O profissionais de saúde destacam a “saída recorrente de especialistas do Serviço de Medicina Interna do Internamento e da Equipa Dedicada do Serviço de Urgência Geral” que tem “marcado” os últimos meses. Avisam que, por essa razão, as equipas estão “com poucos elementos e cada vez com menos diferenciação", o que se reflete "nos cuidados aos doentes”.

“Apesar dos múltiplos pedidos de resolução desta situação, das inúmeras escusas de responsabilidade dos elementos das equipas, da saída de tantos profissionais, nada foi feito a não ser pedir a estes profissionais, já cansados, que façam mais e mais horas."

Na sequência da demissão, o bastonário da Ordem dos Médicos, Miguel Guimarães, e o representante do Sindicato Independente dos Médicos (SIM), Jorge Roque da Cunha, anunciaram que visitam esta quarta-feira o hospital.

Ministro promete diálogo com chefes de urgência

O ministro da Saúde prometeu diálogo com os chefes de equipa do Serviço de Urgência Geral do Hospital Beatriz Ângelo, em Loures, que apresentaram a sua demissão, para perceber as suas motivações.

Manuel Pizarro, disse, à margem de uma iniciativa em Faro, não ter ainda informação sobre o pedido de demissão, mas afirmou que está a "acompanhar com muita atenção o que se está a passar no conjunto dos hospitais da Grande Lisboa".

"Isso obrigará a um diálogo com esses profissionais para perceber as motivações que estão por trás disso e para perceber como é que podemos ajudar a superar as dificuldades que estão a ser vividas também nesse hospital", disse o ministro.
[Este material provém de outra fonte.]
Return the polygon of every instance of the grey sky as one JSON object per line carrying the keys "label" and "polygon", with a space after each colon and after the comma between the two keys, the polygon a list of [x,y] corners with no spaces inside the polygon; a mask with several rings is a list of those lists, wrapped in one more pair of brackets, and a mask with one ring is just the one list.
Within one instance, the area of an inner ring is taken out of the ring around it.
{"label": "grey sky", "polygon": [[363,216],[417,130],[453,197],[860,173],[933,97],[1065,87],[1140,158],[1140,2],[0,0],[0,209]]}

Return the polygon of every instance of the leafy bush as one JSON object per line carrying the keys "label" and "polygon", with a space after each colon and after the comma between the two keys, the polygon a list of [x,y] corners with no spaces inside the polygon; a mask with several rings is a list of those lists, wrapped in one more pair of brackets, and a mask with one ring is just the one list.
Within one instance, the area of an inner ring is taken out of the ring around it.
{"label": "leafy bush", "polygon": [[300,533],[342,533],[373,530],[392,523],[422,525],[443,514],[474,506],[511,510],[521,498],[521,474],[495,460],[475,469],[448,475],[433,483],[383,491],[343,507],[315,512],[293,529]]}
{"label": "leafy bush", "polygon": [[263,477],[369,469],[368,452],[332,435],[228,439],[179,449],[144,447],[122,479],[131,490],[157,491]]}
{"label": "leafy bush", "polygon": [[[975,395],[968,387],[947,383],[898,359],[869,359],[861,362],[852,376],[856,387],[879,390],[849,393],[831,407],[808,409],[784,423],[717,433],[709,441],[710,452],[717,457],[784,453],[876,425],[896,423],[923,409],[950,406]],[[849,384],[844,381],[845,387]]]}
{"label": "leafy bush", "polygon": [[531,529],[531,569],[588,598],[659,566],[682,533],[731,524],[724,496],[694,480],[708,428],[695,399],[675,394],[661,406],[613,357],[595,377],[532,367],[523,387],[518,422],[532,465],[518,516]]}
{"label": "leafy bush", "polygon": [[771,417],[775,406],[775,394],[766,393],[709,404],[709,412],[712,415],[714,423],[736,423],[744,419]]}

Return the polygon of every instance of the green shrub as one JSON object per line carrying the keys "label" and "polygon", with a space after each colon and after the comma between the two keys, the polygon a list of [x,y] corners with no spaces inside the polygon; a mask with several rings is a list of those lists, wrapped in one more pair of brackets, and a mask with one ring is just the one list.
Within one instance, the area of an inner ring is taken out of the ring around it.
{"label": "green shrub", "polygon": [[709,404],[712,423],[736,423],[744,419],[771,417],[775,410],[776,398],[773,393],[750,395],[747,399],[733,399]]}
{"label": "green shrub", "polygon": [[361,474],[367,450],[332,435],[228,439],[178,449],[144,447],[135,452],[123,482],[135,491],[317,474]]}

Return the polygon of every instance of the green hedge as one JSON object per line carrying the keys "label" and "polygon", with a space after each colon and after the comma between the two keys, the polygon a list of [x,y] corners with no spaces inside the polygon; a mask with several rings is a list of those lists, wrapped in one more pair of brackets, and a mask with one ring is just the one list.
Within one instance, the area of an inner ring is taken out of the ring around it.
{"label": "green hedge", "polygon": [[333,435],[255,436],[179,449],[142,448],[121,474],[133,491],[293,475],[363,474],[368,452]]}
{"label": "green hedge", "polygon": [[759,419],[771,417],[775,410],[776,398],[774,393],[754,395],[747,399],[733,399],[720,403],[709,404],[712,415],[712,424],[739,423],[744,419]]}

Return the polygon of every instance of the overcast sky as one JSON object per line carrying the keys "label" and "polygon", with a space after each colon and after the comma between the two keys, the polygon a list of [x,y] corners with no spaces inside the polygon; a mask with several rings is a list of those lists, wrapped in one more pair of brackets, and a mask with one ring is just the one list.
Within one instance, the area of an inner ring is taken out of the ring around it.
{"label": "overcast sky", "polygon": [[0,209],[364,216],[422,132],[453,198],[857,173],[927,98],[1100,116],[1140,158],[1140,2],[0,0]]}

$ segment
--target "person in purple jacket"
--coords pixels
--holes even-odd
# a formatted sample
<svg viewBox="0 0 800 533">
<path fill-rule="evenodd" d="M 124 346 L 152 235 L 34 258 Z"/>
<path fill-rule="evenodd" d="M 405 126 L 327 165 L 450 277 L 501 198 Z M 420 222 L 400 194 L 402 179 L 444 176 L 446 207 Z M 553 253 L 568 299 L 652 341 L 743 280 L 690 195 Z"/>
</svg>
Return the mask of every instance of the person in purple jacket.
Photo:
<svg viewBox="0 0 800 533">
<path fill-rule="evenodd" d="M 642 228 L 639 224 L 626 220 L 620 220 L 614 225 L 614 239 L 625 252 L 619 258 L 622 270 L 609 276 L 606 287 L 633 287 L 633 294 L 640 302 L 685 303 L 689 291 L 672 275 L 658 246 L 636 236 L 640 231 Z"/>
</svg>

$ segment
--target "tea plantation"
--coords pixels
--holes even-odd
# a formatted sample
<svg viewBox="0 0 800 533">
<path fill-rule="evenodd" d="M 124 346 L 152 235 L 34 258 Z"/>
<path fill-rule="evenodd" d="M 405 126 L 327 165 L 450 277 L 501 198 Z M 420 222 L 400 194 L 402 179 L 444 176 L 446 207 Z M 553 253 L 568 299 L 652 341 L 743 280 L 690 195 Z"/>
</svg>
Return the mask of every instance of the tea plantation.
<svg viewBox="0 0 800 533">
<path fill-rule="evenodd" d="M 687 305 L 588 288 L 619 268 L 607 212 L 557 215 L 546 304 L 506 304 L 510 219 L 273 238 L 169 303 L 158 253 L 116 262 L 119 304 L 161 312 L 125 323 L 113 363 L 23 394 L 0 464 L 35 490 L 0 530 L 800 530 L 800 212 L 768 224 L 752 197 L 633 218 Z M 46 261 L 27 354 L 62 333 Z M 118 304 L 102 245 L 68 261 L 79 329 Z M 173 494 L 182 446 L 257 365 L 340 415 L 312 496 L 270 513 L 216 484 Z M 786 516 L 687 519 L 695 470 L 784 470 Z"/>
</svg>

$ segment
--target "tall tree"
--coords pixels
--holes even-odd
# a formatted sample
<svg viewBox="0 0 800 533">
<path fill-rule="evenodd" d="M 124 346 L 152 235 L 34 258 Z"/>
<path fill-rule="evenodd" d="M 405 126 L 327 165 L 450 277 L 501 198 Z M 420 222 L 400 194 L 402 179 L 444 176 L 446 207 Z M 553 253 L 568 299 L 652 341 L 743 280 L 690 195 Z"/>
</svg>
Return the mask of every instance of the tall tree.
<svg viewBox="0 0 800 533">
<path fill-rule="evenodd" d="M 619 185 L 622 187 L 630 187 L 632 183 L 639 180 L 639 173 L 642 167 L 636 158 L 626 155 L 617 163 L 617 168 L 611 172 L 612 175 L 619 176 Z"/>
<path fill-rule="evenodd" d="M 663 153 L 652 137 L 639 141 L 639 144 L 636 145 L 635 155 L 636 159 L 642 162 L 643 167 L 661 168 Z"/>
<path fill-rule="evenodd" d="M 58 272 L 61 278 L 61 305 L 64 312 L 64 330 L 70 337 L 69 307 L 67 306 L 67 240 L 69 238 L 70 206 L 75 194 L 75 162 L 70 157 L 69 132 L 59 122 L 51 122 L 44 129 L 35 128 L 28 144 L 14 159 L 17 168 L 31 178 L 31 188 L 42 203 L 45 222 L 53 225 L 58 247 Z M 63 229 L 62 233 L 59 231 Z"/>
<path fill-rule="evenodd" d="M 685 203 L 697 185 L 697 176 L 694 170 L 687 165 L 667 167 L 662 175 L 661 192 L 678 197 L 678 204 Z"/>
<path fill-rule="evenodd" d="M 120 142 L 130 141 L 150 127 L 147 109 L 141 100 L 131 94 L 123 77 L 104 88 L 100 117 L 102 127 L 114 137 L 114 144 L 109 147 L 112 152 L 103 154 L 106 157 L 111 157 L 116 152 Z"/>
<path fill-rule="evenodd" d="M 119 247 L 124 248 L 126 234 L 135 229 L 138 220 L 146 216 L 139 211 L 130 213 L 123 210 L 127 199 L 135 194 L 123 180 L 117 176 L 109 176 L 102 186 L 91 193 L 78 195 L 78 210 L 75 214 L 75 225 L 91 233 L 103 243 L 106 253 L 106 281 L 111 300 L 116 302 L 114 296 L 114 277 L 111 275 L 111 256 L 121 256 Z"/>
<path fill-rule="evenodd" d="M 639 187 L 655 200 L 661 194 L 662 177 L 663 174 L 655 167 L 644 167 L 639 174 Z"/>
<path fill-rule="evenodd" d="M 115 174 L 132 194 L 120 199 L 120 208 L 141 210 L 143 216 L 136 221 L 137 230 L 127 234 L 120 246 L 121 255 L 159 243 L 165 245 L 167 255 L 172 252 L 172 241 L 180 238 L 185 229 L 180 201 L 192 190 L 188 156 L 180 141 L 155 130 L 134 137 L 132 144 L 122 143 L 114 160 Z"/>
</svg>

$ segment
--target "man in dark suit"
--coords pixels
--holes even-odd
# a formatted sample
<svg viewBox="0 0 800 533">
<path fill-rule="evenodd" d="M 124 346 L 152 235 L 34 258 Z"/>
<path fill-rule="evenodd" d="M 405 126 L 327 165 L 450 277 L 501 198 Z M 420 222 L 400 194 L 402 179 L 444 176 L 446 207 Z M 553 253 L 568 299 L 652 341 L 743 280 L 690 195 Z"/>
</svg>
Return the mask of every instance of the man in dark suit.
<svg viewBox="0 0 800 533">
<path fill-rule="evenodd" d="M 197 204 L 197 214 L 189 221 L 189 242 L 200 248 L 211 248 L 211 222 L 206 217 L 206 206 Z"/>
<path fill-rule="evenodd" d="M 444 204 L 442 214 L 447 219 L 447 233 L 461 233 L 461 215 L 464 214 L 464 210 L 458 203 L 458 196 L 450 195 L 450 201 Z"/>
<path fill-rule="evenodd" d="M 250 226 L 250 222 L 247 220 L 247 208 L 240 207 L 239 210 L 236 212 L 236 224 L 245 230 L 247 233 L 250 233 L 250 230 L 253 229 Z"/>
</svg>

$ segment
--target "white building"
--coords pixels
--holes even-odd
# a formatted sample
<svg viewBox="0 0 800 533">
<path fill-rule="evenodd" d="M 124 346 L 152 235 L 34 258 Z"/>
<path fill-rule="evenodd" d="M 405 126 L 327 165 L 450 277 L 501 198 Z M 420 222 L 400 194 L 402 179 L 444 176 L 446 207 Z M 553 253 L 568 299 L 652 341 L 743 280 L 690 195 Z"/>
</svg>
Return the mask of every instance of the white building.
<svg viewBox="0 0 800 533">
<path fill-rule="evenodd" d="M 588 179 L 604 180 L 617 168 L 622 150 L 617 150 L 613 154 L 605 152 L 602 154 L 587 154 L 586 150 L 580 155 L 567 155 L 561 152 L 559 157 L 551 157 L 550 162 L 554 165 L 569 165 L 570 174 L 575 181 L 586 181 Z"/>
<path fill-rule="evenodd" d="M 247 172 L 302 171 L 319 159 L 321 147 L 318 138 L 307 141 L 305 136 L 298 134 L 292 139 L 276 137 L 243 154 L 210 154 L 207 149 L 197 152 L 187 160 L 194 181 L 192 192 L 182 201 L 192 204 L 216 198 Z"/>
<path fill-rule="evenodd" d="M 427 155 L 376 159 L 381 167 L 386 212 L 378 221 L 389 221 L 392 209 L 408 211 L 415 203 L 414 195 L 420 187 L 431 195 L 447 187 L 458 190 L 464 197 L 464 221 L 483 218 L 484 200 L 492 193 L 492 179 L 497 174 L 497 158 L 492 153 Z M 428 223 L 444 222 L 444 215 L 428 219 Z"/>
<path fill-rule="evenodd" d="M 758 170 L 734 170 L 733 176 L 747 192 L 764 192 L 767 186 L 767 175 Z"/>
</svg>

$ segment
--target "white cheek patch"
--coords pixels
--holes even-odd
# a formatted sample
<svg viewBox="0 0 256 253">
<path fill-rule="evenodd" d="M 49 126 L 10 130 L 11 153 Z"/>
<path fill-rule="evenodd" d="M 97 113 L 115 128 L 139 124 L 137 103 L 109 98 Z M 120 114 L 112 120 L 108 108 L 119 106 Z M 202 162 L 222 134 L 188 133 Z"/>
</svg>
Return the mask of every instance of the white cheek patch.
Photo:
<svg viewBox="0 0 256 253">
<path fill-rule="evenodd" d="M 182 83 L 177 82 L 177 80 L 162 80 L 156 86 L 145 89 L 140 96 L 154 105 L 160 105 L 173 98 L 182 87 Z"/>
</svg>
Afirmando que o governo vai "reagir com tranquilidade" à situação, Manuel Pizarro frisou não ter "nenhuma dúvida de que a direção executiva do SNS já está a acompanhar a situação".

O ministro falava em Faro, durante numa visita às instalações locais do Instituto Nacional de Emergência Médica (INEM), no âmbito da ação "Governo Mais Próximo", que decorre hoje e quinta-feira no distrito de Faro, com cerca de 60 iniciativas e a presença de vários membros do executivo.

Numa segunda declaração aos jornalistas, Pizarro reforçou a necessidade de atrair jovens médicos para as regiões “mais periféricas do país”, sublinhando que a pediatria é uma das áreas em que faltam profissionais de saúde. O ministro disse ainda que este ano temos “o maior número de pediatras em formação” - 101 médicos.

“Temos de formar mais profissionais porque nós teremos sempre que viver cm o facto de haver pessoas mais jovens que optarão pelo setor privado ou por viverem fora do país”, disse o ministro, ressalvando que “o SNS tem fixado cerca de 70% dos médicos que forma”.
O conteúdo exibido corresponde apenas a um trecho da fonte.